Tomoe Note 007: Full reduction of 20160411 = April 11, 2016

Michael Richmond
Apr 28, 2017

Executive Summary


The dataset for 20160411

The dataset "20160411" is based on images acquired during UT 2016 Apr 11. The images cover the span of time



    2457490.00034  ≤   JD  ≤ 2457490.27145

which cover about 6.6 hours.

The raw Tomoe "composite" files have names that look like:



    chip 0:   TMPM0108830.fits      -     TMPM0110080.fits
    chip 1:   TMPM0108831.fits      -     TMPM0110081.fits
           ...

    chip 7:   TMPM0108837.fits      -     TMPM0110087.fits

I'll refer to each of these "composite" files as a "chunk". For example, chunk 108840 is the second set of 360 FITS images collected by chip 0. A reference like "chunk 10884x" will refer to the data collected by all 8 chips during the period of time covered by chunk 108840.
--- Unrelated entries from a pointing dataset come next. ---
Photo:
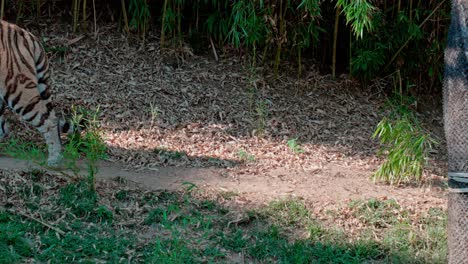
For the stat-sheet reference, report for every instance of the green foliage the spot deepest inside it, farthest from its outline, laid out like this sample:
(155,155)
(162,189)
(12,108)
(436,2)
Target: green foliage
(404,142)
(245,156)
(91,143)
(139,15)
(177,227)
(359,14)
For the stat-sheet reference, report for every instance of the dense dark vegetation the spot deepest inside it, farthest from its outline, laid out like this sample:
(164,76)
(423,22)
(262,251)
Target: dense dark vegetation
(368,39)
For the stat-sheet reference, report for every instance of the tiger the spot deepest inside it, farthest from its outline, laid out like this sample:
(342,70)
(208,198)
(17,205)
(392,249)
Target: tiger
(25,88)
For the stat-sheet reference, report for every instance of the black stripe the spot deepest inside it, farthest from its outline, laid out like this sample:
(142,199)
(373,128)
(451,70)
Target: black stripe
(31,118)
(44,79)
(31,105)
(66,127)
(16,100)
(3,126)
(45,94)
(43,119)
(31,69)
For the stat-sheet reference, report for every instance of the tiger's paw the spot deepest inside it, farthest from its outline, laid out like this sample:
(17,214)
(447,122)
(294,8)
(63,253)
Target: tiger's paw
(54,162)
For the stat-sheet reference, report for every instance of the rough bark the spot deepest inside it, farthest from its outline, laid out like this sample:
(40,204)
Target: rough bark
(456,130)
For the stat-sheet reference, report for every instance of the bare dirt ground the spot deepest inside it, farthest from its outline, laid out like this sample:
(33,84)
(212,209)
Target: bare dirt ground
(188,118)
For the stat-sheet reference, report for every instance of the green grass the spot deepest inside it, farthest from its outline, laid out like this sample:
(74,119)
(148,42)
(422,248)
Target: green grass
(51,218)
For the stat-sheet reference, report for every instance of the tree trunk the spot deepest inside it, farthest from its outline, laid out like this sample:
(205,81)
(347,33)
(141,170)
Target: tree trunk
(456,131)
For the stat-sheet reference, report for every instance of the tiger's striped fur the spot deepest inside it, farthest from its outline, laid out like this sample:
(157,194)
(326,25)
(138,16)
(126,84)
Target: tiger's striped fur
(25,89)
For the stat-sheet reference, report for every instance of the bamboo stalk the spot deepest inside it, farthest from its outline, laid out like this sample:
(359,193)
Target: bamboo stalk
(335,40)
(411,11)
(124,14)
(179,26)
(409,39)
(38,8)
(280,41)
(299,62)
(2,9)
(75,15)
(163,24)
(84,11)
(95,22)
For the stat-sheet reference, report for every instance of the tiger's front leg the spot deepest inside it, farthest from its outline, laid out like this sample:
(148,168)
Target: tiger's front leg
(4,131)
(41,115)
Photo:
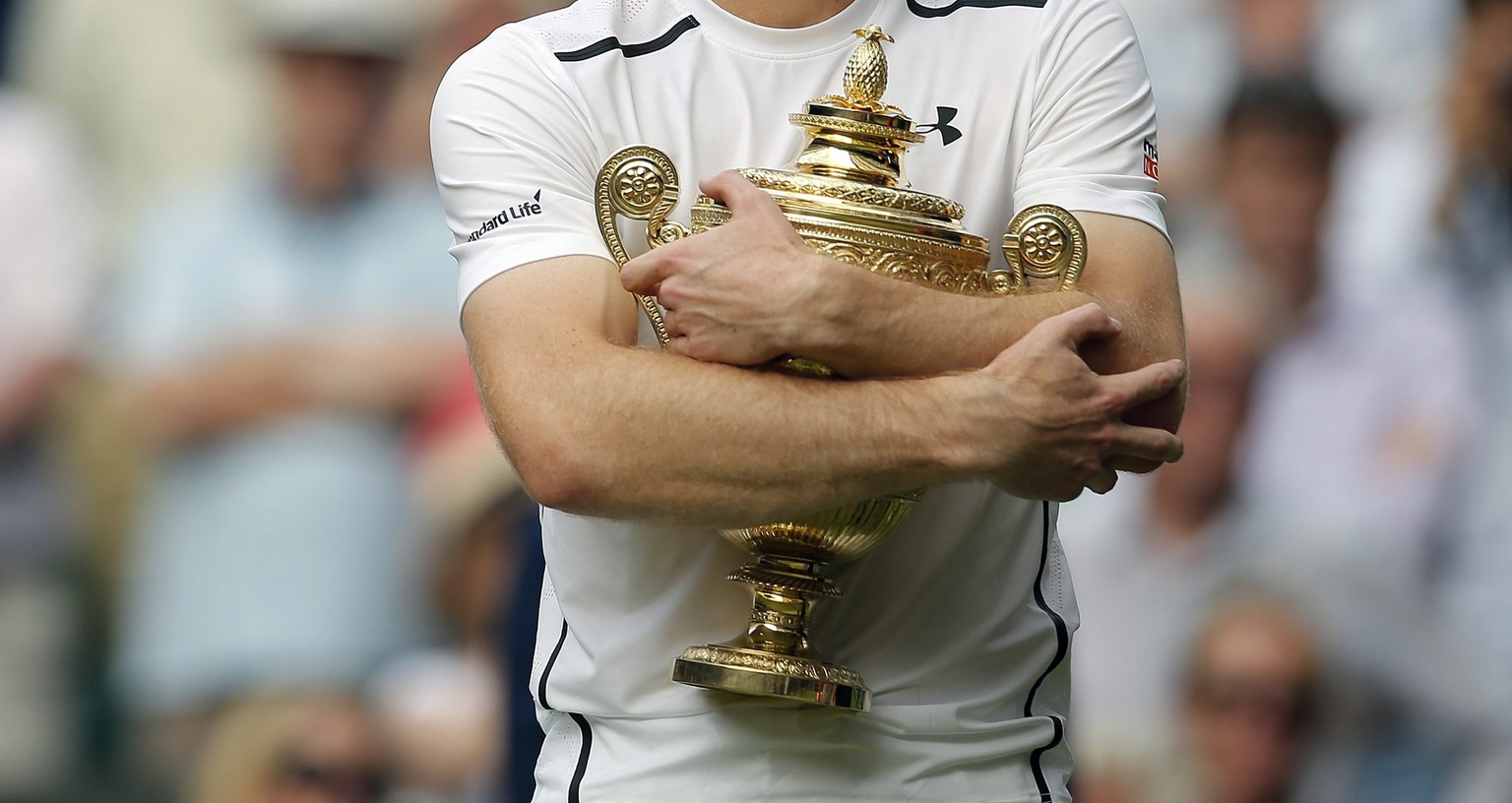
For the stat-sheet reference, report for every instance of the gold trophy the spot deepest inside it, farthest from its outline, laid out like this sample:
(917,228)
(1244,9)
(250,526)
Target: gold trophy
(847,197)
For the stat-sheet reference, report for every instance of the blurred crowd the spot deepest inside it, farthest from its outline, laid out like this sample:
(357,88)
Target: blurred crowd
(257,544)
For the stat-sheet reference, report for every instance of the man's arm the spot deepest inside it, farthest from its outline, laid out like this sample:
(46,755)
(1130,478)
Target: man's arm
(752,290)
(599,427)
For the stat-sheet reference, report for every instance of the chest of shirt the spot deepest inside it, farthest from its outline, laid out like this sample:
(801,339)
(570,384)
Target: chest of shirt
(713,109)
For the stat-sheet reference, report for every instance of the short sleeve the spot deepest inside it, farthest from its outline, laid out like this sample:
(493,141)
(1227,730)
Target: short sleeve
(1092,130)
(515,160)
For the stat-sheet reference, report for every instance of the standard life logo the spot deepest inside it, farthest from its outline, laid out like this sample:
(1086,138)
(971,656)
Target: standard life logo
(522,209)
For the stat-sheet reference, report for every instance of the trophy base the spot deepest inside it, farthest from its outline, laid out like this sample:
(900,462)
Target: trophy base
(772,675)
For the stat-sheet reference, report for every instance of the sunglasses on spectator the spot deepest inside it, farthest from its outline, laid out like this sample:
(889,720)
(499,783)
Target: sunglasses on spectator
(1286,708)
(354,783)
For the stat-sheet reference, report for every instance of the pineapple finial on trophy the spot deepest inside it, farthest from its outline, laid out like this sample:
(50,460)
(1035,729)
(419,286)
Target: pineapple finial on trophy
(866,71)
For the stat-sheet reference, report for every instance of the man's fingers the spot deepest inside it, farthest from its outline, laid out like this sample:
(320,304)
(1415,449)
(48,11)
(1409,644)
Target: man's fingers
(1147,383)
(1075,327)
(1102,481)
(735,192)
(671,323)
(645,274)
(1145,444)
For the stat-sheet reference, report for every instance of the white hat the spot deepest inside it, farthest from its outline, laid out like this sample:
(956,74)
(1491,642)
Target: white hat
(364,28)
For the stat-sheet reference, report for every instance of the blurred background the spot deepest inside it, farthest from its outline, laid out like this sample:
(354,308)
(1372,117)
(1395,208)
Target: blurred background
(256,541)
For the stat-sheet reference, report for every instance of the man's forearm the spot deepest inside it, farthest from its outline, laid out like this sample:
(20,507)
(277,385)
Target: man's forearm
(634,434)
(873,326)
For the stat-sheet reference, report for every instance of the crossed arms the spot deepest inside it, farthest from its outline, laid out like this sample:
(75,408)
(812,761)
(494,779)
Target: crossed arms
(1043,395)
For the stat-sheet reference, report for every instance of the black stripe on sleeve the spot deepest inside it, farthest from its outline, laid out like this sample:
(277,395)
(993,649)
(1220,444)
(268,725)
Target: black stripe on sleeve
(575,788)
(546,672)
(629,50)
(1062,648)
(945,11)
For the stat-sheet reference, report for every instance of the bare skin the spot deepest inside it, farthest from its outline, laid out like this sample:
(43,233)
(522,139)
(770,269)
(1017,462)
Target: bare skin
(598,427)
(752,290)
(587,419)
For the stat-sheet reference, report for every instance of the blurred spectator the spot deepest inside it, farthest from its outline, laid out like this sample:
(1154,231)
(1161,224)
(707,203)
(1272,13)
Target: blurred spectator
(445,708)
(1373,55)
(1478,216)
(290,749)
(1246,714)
(165,93)
(277,333)
(47,277)
(1362,404)
(1142,581)
(440,715)
(1249,707)
(1418,702)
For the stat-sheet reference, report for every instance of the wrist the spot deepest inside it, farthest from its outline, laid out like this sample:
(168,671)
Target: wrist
(959,444)
(826,320)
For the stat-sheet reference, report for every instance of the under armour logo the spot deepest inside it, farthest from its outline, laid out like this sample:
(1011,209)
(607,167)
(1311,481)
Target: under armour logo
(944,127)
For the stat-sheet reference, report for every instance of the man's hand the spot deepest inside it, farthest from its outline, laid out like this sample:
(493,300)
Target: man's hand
(738,293)
(1066,428)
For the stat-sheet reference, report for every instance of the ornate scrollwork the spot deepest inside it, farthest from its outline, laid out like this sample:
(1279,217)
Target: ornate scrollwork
(642,183)
(1043,242)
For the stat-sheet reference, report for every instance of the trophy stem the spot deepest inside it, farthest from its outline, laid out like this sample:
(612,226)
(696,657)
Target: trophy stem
(773,658)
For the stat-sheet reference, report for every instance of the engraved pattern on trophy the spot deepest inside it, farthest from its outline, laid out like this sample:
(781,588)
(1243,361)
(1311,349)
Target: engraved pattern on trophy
(856,194)
(847,197)
(775,664)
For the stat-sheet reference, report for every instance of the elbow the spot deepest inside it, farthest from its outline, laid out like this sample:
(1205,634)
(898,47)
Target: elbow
(1163,413)
(560,472)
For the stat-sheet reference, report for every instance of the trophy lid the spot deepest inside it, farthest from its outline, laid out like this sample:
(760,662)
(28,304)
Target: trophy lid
(851,159)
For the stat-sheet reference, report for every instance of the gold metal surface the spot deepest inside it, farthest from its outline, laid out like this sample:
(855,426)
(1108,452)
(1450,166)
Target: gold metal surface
(849,199)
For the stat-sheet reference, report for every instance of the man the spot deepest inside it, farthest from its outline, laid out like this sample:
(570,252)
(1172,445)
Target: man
(274,336)
(962,620)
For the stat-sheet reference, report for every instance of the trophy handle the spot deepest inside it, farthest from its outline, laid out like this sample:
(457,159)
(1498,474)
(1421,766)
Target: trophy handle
(638,182)
(1043,244)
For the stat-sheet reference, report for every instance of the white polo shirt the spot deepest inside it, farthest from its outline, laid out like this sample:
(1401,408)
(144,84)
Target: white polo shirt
(962,620)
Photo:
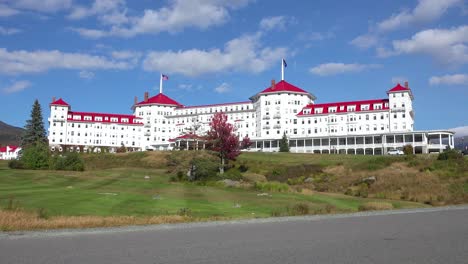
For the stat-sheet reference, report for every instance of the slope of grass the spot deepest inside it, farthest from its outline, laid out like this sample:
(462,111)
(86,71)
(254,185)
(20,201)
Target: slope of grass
(124,192)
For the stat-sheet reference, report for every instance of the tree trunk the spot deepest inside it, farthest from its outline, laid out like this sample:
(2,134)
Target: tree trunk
(221,168)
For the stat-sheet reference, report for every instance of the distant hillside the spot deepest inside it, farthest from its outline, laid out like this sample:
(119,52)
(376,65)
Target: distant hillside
(10,135)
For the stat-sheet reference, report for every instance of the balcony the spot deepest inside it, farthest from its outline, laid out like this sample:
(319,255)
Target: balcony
(398,109)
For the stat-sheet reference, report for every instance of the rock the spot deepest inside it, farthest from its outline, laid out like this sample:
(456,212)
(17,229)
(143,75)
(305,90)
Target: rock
(230,183)
(308,180)
(369,180)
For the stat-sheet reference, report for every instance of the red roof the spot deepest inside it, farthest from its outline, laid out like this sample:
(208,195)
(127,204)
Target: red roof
(398,88)
(10,149)
(160,99)
(60,101)
(283,86)
(358,104)
(187,136)
(212,105)
(104,118)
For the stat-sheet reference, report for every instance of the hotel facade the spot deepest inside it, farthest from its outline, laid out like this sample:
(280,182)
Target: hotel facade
(370,127)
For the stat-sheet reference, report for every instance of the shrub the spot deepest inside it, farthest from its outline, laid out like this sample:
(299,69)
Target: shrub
(271,186)
(42,213)
(72,161)
(363,190)
(243,168)
(372,206)
(36,156)
(201,164)
(299,209)
(184,212)
(450,154)
(233,174)
(15,164)
(296,181)
(408,150)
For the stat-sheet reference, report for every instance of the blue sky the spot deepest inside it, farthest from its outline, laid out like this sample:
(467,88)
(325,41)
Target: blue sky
(97,55)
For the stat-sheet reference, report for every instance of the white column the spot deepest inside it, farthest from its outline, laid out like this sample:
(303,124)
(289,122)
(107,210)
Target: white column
(160,83)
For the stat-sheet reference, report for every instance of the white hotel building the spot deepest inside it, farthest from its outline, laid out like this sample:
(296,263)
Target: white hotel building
(369,127)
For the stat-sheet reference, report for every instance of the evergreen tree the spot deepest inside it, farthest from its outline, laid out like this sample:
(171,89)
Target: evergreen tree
(222,139)
(284,144)
(34,130)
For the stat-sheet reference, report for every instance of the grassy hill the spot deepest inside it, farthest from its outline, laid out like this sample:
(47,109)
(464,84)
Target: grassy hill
(137,188)
(10,135)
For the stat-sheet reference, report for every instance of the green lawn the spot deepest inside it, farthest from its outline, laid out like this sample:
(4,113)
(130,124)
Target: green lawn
(124,191)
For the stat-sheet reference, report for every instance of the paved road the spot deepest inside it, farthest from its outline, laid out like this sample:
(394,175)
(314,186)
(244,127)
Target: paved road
(418,236)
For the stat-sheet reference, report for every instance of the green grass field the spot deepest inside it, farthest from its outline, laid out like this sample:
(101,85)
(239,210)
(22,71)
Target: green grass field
(125,191)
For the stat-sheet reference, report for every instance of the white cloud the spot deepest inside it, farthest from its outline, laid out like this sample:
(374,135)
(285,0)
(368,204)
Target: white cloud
(180,14)
(126,54)
(47,6)
(223,88)
(276,22)
(460,131)
(399,79)
(334,68)
(6,11)
(16,87)
(8,31)
(365,41)
(455,79)
(110,12)
(21,62)
(426,11)
(447,46)
(239,54)
(86,75)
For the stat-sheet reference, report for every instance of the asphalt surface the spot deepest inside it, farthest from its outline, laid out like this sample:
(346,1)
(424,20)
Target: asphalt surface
(408,236)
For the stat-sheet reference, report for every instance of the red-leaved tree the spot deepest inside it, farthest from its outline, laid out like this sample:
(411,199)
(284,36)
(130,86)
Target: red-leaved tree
(246,142)
(222,139)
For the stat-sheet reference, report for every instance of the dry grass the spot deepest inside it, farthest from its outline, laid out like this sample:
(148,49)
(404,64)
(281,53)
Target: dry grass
(398,182)
(373,206)
(22,220)
(254,177)
(156,158)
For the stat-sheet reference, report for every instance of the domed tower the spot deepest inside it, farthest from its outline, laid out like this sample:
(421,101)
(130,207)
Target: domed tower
(277,107)
(58,122)
(157,129)
(401,108)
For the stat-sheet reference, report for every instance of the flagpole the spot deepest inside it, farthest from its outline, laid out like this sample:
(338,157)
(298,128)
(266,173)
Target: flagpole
(160,83)
(282,69)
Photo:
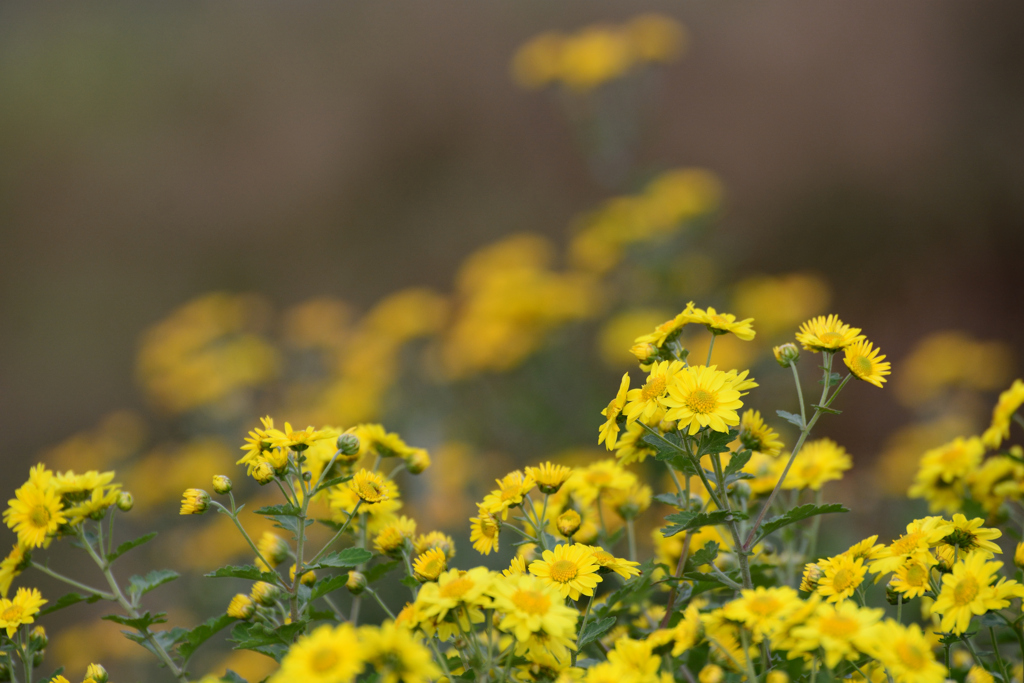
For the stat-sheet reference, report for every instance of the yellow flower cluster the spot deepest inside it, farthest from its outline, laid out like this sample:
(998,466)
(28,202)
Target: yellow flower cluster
(598,53)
There are 126 chunks for each chip, (11008x - 10883x), and so 126*8 = 1008 chunks in total for the night. The total size of the raw Tomoe composite files for this dataset is 1.7 GB.


"Weather" plots for the 8 chips

After running the pipeline to reduce the data, clean the images, find and measure stars, calibrate them astrometrically and photometrically, I used a script to look at properties of the data over the course of the night. You can read more about the "weather" in another note.

Below are links to the graphs produced for each of the 8 chips.

Below is an animated GIF showing all 8 graphs in succession; it loops over them repeatedly.


What do we learn from the "weather" graphs?

The primary -- and good! -- conclusion is that the properties of images in all 8 chips vary together: when one reports better seeing, they all report better seeing, for example. That confirms that the hardware is working properly.

Let's go through the panels of these graphs, one by one, and comment on features of interest.


Other information from the night

I made a histogram showing the distribution of magnitudes for all detections during the night. This is not a count of unique stars: if a star appeared in 360 images, it will contribute "360 units" to the graph below. But the distribution of magnitudes is clear.

An independent method of determining the limiting magnitude for one chunk of data (in the transient-finding routine ) typically estimates a limiting magnitude of 14.5 to 16.0. That agrees pretty well with the data shown here.